Phase behavior of mesoporous nanostructures templated by amphiphilic crystalline–crystalline diblock copolymers of poly(ethylene oxide-b-ε-caprolactone)

Abstract

A crystalline–crystalline diblock copolymer, poly(ethylene oxide-b-ε-caprolactone) (PEO-b-PCL), was synthesized through ring-opening polymerization using monomethoxy-poly(ethylene oxide) as a macro-initiator. The amphiphilic double-crystalline diblock copolymer was used as a template to prepare highly-ordered mesoporous silicas and phenolic resins using an evaporation-induced self-assembly (EISA) method.
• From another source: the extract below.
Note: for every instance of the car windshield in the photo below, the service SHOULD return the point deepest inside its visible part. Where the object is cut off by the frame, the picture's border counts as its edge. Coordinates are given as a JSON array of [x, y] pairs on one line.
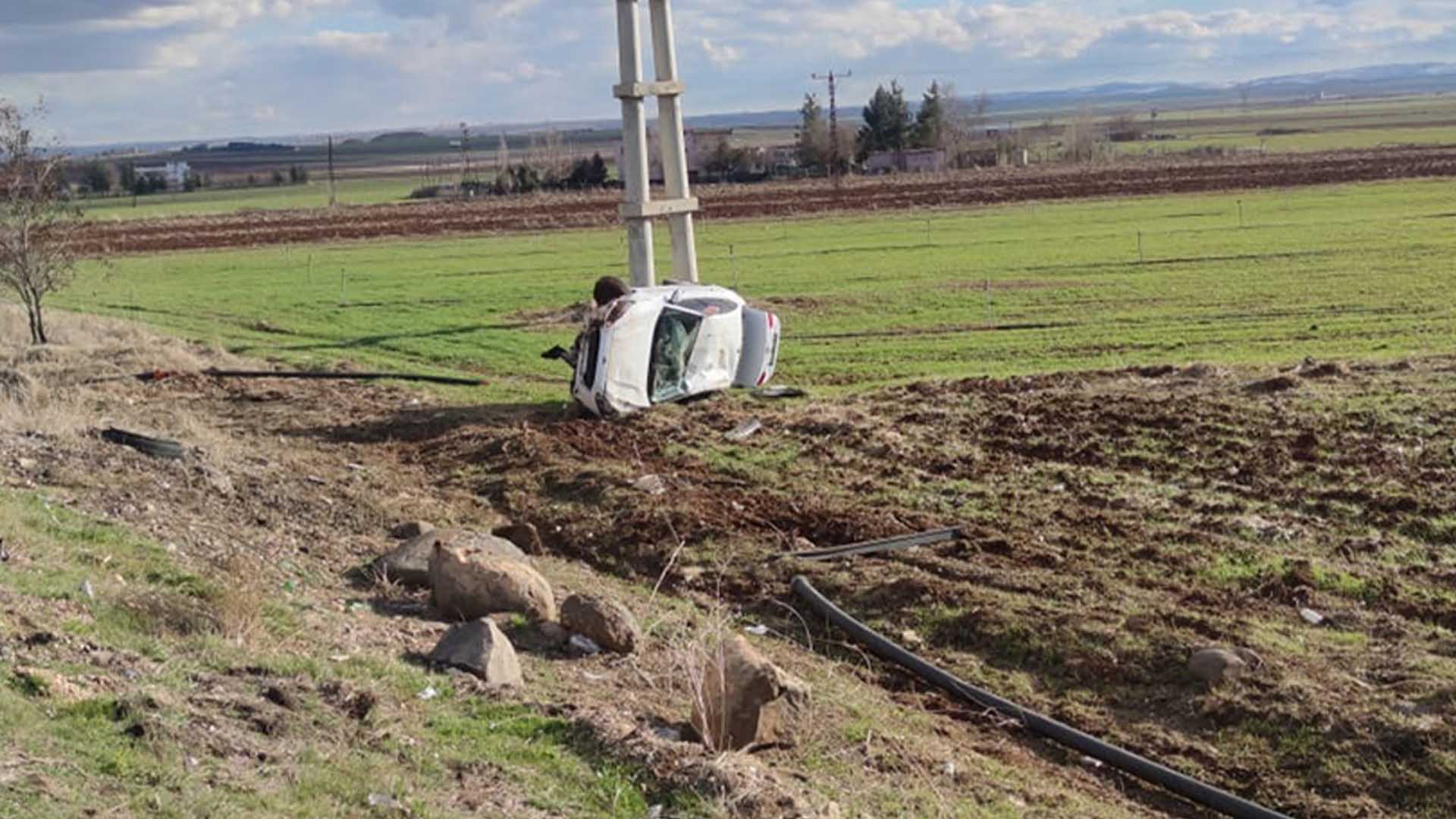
[[672, 347]]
The mesophase transformation of mesoporous nanostructures, which contained different tetraethyl orthosilicate (TEOS) and phenolic resin contents, was investigated using small-angle X-ray scattering (SAXS) and transmission electron microscopy (TEM) analyses. The SAXS profiles revealed a sharp primary peak and highly long-range order reflections such as a cylinder or gyroid structures, at certain compositions of TEOS and phenolic resins, which was consistent with the TEM images. Fourier transform infrared spectroscopy (FTIR) analyses provided positive evidence that the ether group of PEO is a stronger hydrogen bond acceptor than the carbonyl of PCL with the hydroxyl group of TEOS or phenolic resin, resulting in the excluded and confined PCL phase. This is the first report suggesting that differential scanning calorimeter (DSC) analysis could be utilized as a convenient method to differentiate the morphology of mesoporous nanostructures in a crystalline–crystalline diblock copolymer.